Directed by Nick Hamm and adapted from Neil McCormick’s novel “I was Bono’s doppelganger” is an Irish film called Killing Bono. This is the story of Neil McCormick a school boy who wants to be a rock god. He has it all planned out, the legendary albums, the fans and the influence. But there is one thing that he hasn’t planned on; there is someone else in his class called Paul Hewson who has the same dreams and ambitions as him. This is the same Paul Hewson who later becomes Bono, lead singer of the biggest band in the world. Killing Bono is the story of the McCormick brothers and their one sided competition with U2.
Before I entered the cinema I had problems with this one, I tried to view it with neutral expectations but that wasn’t possible. That was because U2 play a huge part in this film and I’m bored by their very existence. The other problem I had was that this is a music biopic and I can say I have only ever enjoyed a solitary two – Walk Hard and Spinal Tap. The music biopic isn’t territory where greats dare to tread. Thankfully though, these initial ill feelings had a silver lining, a silver lining whose minds were behind comedy greats such as Porridge. TV legends Dick Clement & Ian La Frenais were on the writing staff plus the cast is very good.
The standouts for the cast are threefold – Peter Serafinowicz, Pete Postlethwaite and Robert Sheehan. Killing Bono has the unlikely honour of being the very last film that Postlethwaite starred in and he really does look gaunt, this is something that didn’t escape the director’s gaze. The character Karl who Postlethwaite played was intended to have a larger role, but it was downscaled due to his condition. Nevertheless Postlethwaite turns in a great final performance as a very flamboyant, retired fashion photographer. It’s a great comic turn from the late British screen legend.
Moving to the other end of the age spectrum we have Robert Sheehan, who plays the younger of the two brothers in Ivan. Sheehan continues doing what he does best; he is as quietly and consistently good as ever. Lastly there is Serafinowicz, who has done a lot of things I have really liked and in Killing Bono he continues this form. Serafinowicz plays the most outrageous character in the film, the music agent Hammond. Many of the funniest moments are born from Serafinowicz’s character.
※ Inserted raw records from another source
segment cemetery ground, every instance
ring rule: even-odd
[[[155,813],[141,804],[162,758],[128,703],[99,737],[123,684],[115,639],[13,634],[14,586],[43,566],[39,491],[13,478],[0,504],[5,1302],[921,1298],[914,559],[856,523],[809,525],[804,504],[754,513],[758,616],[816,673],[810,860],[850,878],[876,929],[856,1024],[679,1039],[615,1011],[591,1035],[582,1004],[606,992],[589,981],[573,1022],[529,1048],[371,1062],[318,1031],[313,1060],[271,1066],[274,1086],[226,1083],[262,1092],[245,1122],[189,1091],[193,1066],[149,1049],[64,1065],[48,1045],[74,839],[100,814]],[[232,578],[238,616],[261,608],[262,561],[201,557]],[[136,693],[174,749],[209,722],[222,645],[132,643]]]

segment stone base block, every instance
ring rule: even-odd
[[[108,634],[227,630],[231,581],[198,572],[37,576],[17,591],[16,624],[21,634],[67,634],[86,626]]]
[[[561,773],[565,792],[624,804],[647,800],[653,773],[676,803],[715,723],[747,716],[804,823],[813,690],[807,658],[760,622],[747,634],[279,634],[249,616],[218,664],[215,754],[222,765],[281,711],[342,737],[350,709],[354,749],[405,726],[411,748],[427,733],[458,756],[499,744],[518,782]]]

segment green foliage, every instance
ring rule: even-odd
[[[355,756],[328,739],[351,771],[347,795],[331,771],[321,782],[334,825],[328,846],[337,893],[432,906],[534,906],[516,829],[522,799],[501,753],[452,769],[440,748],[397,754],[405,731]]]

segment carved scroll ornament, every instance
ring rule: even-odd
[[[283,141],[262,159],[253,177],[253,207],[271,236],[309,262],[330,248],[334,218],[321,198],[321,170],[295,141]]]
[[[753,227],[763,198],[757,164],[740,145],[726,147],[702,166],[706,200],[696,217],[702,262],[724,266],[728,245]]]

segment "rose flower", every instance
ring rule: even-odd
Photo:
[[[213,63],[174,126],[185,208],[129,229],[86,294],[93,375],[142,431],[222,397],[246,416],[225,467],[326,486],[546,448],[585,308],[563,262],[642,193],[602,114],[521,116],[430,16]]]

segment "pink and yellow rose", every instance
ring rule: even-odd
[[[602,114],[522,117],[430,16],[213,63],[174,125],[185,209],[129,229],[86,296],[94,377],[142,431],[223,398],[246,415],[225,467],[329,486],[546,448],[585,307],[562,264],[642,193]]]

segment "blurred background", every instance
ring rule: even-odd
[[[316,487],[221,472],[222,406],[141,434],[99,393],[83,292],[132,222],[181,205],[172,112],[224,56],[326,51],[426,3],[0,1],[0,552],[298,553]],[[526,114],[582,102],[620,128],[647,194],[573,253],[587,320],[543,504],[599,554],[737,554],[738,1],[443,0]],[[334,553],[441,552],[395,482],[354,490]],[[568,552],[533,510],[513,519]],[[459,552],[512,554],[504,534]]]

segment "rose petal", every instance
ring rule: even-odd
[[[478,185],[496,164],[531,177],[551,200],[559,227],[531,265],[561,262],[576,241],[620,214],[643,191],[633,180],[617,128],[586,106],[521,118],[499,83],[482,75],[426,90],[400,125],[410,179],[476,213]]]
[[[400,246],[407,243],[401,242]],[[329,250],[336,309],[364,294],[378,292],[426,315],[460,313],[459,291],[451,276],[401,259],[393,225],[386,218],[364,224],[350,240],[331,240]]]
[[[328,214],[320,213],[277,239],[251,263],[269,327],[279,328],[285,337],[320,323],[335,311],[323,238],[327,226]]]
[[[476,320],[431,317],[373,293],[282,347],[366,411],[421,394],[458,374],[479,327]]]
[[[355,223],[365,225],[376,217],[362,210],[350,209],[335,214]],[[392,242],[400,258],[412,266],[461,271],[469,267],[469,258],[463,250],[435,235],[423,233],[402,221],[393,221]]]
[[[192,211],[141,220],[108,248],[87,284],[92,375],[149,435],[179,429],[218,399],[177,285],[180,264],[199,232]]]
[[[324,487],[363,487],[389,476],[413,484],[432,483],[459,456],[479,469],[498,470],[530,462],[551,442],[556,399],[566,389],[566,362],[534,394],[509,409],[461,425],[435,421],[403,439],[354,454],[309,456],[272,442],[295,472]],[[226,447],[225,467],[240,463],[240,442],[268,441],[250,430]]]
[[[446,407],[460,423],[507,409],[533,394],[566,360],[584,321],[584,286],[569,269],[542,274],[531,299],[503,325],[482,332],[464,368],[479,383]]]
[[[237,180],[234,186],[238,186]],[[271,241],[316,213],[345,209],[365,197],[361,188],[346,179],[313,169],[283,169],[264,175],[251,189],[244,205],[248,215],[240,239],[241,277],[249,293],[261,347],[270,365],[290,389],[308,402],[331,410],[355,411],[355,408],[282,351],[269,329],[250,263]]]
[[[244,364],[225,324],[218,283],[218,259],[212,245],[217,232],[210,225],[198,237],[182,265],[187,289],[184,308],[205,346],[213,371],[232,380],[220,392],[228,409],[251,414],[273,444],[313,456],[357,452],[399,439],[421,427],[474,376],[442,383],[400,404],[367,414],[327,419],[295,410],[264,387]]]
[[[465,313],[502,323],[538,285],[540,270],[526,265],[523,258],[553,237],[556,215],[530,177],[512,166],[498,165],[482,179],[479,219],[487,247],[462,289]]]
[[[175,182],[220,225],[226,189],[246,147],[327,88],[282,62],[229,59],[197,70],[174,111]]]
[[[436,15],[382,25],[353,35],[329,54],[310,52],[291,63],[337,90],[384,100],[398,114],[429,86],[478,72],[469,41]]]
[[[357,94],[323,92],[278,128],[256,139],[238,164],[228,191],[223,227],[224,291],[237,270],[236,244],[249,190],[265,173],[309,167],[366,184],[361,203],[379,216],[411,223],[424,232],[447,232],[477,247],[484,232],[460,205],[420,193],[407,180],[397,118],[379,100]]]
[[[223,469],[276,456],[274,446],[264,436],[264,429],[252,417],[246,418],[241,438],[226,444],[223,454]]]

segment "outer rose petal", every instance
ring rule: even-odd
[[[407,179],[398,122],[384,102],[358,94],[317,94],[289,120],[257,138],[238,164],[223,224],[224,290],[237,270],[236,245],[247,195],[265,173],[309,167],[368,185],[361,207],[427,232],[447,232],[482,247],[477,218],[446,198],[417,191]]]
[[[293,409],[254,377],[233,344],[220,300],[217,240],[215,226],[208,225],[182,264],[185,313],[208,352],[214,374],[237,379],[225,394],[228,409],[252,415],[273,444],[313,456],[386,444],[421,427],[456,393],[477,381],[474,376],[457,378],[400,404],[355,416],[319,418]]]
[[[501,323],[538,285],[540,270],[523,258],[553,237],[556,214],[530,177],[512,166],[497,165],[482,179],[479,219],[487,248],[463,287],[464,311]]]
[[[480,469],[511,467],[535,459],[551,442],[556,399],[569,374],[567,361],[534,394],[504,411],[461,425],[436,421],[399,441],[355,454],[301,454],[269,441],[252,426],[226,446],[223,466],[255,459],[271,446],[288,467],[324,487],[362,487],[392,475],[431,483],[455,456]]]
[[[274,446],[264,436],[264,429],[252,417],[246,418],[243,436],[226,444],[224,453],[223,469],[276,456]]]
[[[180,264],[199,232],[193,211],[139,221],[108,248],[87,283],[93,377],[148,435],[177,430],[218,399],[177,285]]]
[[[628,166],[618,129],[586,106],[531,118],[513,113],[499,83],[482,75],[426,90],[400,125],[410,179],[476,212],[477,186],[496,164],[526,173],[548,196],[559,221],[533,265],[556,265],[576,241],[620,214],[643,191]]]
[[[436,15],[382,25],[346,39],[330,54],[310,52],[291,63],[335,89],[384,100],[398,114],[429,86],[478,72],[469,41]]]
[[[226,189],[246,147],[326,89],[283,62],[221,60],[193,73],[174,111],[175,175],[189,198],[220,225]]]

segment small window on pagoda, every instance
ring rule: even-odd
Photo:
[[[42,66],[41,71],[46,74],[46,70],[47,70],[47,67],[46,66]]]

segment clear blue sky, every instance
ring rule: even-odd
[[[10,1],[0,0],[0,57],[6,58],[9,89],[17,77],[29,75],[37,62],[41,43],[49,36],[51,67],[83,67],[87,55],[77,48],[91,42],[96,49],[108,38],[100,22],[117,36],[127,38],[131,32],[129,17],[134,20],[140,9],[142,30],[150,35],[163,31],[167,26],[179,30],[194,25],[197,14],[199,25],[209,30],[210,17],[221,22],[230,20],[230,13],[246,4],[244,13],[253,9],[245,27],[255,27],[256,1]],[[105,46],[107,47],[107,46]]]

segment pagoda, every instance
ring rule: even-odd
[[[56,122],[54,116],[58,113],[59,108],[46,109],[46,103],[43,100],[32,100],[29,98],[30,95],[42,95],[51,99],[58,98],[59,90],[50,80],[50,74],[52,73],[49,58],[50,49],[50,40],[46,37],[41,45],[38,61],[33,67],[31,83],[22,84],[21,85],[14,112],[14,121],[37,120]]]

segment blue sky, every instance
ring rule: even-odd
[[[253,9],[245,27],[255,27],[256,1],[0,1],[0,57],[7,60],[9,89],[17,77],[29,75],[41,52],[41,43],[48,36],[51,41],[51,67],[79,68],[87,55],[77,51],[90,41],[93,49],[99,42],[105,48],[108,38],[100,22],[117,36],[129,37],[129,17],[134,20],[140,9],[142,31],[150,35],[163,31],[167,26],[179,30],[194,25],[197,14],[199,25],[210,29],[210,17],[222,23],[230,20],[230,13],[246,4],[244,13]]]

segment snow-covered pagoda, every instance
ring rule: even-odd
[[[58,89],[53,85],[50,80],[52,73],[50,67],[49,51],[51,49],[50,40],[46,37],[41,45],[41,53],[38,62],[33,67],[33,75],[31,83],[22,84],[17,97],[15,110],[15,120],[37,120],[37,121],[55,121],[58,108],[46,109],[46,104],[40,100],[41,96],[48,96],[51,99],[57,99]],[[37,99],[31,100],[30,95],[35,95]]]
Everybody else is fairly nondescript, performing by the numbers and not being entirely memorable.
The worst offender of this is Ben Barnes, who plays the lead character – Neil McCormick. He isn’t exactly plumbing the depths of the human soul to bring you to bring his character to life; he is just reading some lines that he remembered. He does his job as well as is necessary for this film to have any semblance of likeability, but that’s it. Think of acting akin to a soap opera rather than a cinematic gem. That ideal is copied over into the writing, Killing Bono feels like it is a TV movie rather than a fully fledged one. I’m not saying this is a negative quality; it just lacks invention for the big screen.
A much more pressing problem for the script is the comedy. Thanks to impeccable performers like Serafinowicz and Postlethwaite, there are some very funny scenes. But as far as the comedy goes it seems that beyond the occasional stand-outs the remainder of the would-be laughs orbit around swearing and sexually childish jokes. Killing Bono is another example of the torchwood model of adult at work.
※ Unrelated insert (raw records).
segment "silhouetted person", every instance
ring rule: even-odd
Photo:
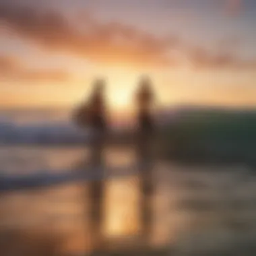
[[[139,83],[139,88],[135,95],[137,106],[137,139],[136,140],[137,154],[139,163],[141,189],[141,224],[142,235],[146,243],[148,242],[151,233],[152,219],[152,146],[154,130],[152,115],[154,95],[149,78],[143,77]],[[145,166],[146,164],[146,166]]]
[[[93,172],[102,173],[104,166],[103,150],[107,129],[104,97],[105,82],[96,79],[93,84],[92,93],[86,104],[82,106],[77,115],[80,126],[90,127],[92,131],[90,147],[90,166]],[[90,232],[92,236],[92,247],[102,249],[102,225],[103,220],[103,181],[97,179],[89,184]]]

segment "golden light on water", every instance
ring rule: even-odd
[[[104,232],[107,236],[136,234],[139,230],[137,180],[110,181],[106,191]]]

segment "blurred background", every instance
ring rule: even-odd
[[[0,0],[1,255],[94,251],[90,181],[72,174],[88,169],[91,133],[72,115],[99,76],[104,162],[131,172],[102,181],[104,236],[121,253],[142,243],[131,166],[145,74],[157,134],[139,253],[255,255],[255,17],[254,0]]]

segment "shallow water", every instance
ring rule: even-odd
[[[88,150],[82,148],[2,147],[0,169],[1,174],[19,175],[72,171],[85,166],[88,157]],[[134,160],[131,148],[105,152],[109,166]],[[170,246],[174,255],[256,254],[256,175],[246,166],[157,162],[153,177],[151,245]],[[103,232],[113,243],[139,233],[139,184],[136,175],[104,182]],[[51,236],[51,243],[56,241],[61,252],[90,251],[89,185],[77,182],[0,195],[0,249],[7,251],[8,241],[1,239],[11,230],[23,238],[28,233],[30,247],[32,238],[43,234]],[[20,248],[10,241],[10,247]]]

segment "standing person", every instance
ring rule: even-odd
[[[102,79],[94,81],[88,102],[80,107],[76,115],[76,122],[80,127],[90,127],[92,129],[90,166],[92,171],[100,174],[104,167],[103,150],[107,129],[105,84],[105,81]],[[91,246],[94,249],[101,250],[103,249],[102,228],[104,217],[104,181],[101,179],[97,179],[90,182],[88,187]]]
[[[140,182],[141,191],[141,218],[142,224],[142,238],[146,243],[149,242],[151,234],[152,218],[152,146],[154,130],[152,115],[152,107],[154,96],[152,90],[151,81],[148,77],[143,77],[139,82],[139,88],[135,95],[137,107],[137,156],[138,161],[142,164],[140,167]]]
[[[89,122],[92,128],[91,143],[91,164],[94,171],[102,173],[104,167],[104,146],[107,129],[106,109],[105,102],[105,82],[97,79],[94,83],[92,95],[89,102]],[[90,187],[91,211],[90,221],[94,249],[103,249],[102,224],[104,217],[103,199],[104,181],[97,179],[91,183]]]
Unlike some recent comedy films that have infected our cinema screens there is alot more to Killing Bono than bad jokes: this is a comedy of errors, a drama, rather than a crass crowd pleaser. The drama all stems around the numerous bands that the brothers form, both at home in Dublin and in London once they get financed by local gang lord Danny Machin (Stanley Townsend). A menacing performance from Townsend, but is criminally ignored for great stretches of the film, therefore wasted.
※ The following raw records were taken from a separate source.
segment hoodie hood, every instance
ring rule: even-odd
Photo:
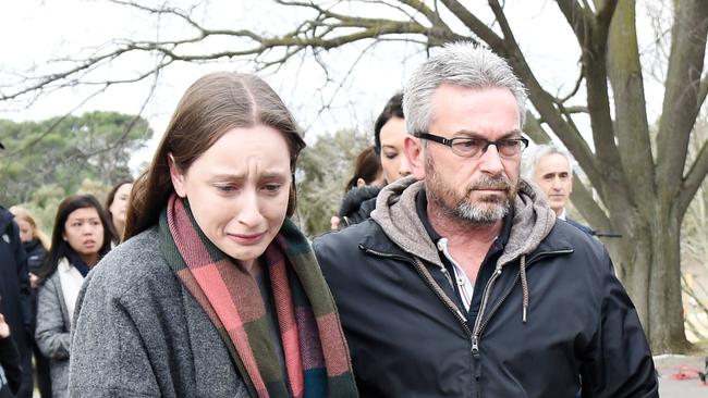
[[[424,187],[424,182],[416,181],[414,176],[388,185],[377,198],[371,219],[403,250],[441,265],[438,249],[416,212],[416,196]],[[499,259],[499,264],[502,265],[534,251],[556,223],[556,213],[541,192],[523,178],[520,179],[513,206],[511,234]]]

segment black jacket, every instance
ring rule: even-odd
[[[363,397],[574,397],[581,378],[583,397],[658,397],[638,316],[599,241],[554,222],[522,183],[509,240],[465,319],[412,182],[384,188],[373,220],[314,244]]]
[[[45,258],[47,257],[47,249],[41,246],[41,242],[37,238],[25,241],[22,244],[22,246],[27,253],[27,270],[37,275],[41,269],[42,263],[45,262]]]
[[[377,186],[355,187],[344,194],[339,216],[350,226],[366,221],[376,208],[376,196],[381,191]]]
[[[1,311],[12,331],[20,356],[29,350],[32,320],[27,258],[20,241],[20,228],[9,211],[0,208],[0,296]]]
[[[22,382],[22,366],[20,365],[20,353],[12,337],[0,338],[0,366],[8,378],[8,385],[12,394],[17,393]],[[2,386],[2,381],[0,381]]]

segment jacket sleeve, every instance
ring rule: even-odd
[[[639,316],[607,252],[600,325],[581,368],[583,397],[659,397],[651,351]]]
[[[13,394],[20,389],[22,383],[22,366],[20,352],[12,337],[0,338],[0,365],[8,377],[8,384]]]
[[[62,360],[69,358],[71,336],[62,315],[61,285],[52,276],[39,288],[35,339],[47,358]]]
[[[32,331],[32,296],[29,290],[29,271],[27,268],[27,253],[22,246],[20,239],[20,227],[14,222],[12,223],[11,232],[12,242],[17,264],[17,281],[20,282],[20,311],[22,313],[22,322],[25,325],[27,333]]]
[[[76,300],[71,397],[161,397],[141,332],[120,297],[89,273]]]

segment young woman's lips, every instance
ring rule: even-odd
[[[266,236],[266,233],[259,234],[229,234],[229,237],[241,245],[255,245]]]

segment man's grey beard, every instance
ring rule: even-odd
[[[460,200],[454,207],[450,208],[445,202],[440,198],[437,192],[429,190],[430,198],[435,200],[438,209],[442,213],[451,219],[462,220],[472,225],[486,225],[493,224],[497,221],[503,219],[509,214],[509,209],[511,203],[508,198],[503,199],[503,203],[498,203],[492,208],[475,206],[469,202],[467,198]]]
[[[509,199],[504,198],[502,206],[496,206],[491,209],[483,209],[481,207],[473,206],[467,200],[462,200],[452,209],[444,209],[450,212],[450,215],[465,220],[473,225],[493,224],[503,219],[509,213]]]
[[[503,176],[498,177],[488,177],[483,176],[476,181],[473,186],[467,190],[467,195],[462,197],[453,207],[450,207],[445,203],[444,197],[454,198],[455,191],[447,187],[442,182],[438,179],[438,173],[435,170],[435,162],[431,157],[426,158],[426,172],[429,175],[430,184],[426,184],[426,190],[428,191],[429,198],[435,201],[438,209],[445,215],[451,219],[464,221],[472,225],[488,225],[493,224],[497,221],[503,219],[509,214],[509,209],[511,209],[511,199],[516,196],[518,191],[517,186],[513,186],[513,183]],[[442,192],[438,192],[437,189],[442,189]],[[476,203],[471,203],[469,192],[475,188],[503,188],[509,191],[508,196],[499,199],[498,197],[483,197]],[[495,203],[489,208],[489,203]]]

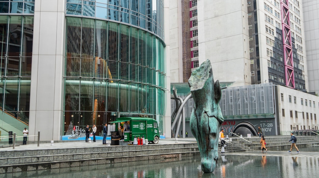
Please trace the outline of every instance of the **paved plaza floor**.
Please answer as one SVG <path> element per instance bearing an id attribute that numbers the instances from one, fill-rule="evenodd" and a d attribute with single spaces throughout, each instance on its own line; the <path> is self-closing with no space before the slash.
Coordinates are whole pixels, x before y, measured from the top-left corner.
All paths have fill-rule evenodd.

But thanks to that start from Machin, they go from squalor to success but this journey is made all the more difficult by the elder of the two brothers who persistently makes life difficult for both himself and his brother. The elder McCormick makes some comically bad decisions that could only be made if you had annoyed the overlords of karma. It might be a comedy of errors, but instead of being funny it made the characters and their plight likeable, it worked like a drama. Through the drama, Killing Bono highlights the evils of the music industry, but above all else it is about the folly of artistic credibility. It’s not the 1960s anymore, we don’t have the likes of Andy Warhol making the marriage of artistry, success and credibility a viable career option and in that respect Killing Bono is a cautionary tale.
As patchy as the writing is, I have to close this review on negative – the ending was terrible. It tried it’s very hardest to sabotage everything that the film had achieved to that point. It felt like an afterthought and didn’t fit with the overall tone of the film. Nevertheless, Killing Bono may be a largely unfunny comedy, and be shot in a style akin to TV films but it still had plenty to say for itself, alot of which was good.
Notwithstanding the limited central performance this is still a likeable and charming film that spins a unique tale on the music biopic. It was a perfectly fine, enjoyable and innocuous piece of cinema that worked as a piece of escapism that took way beyond the cinema in which I was the sole occupant. It kept me entertained and gripped, so to that end I am glad I took the chance on Killing Bono.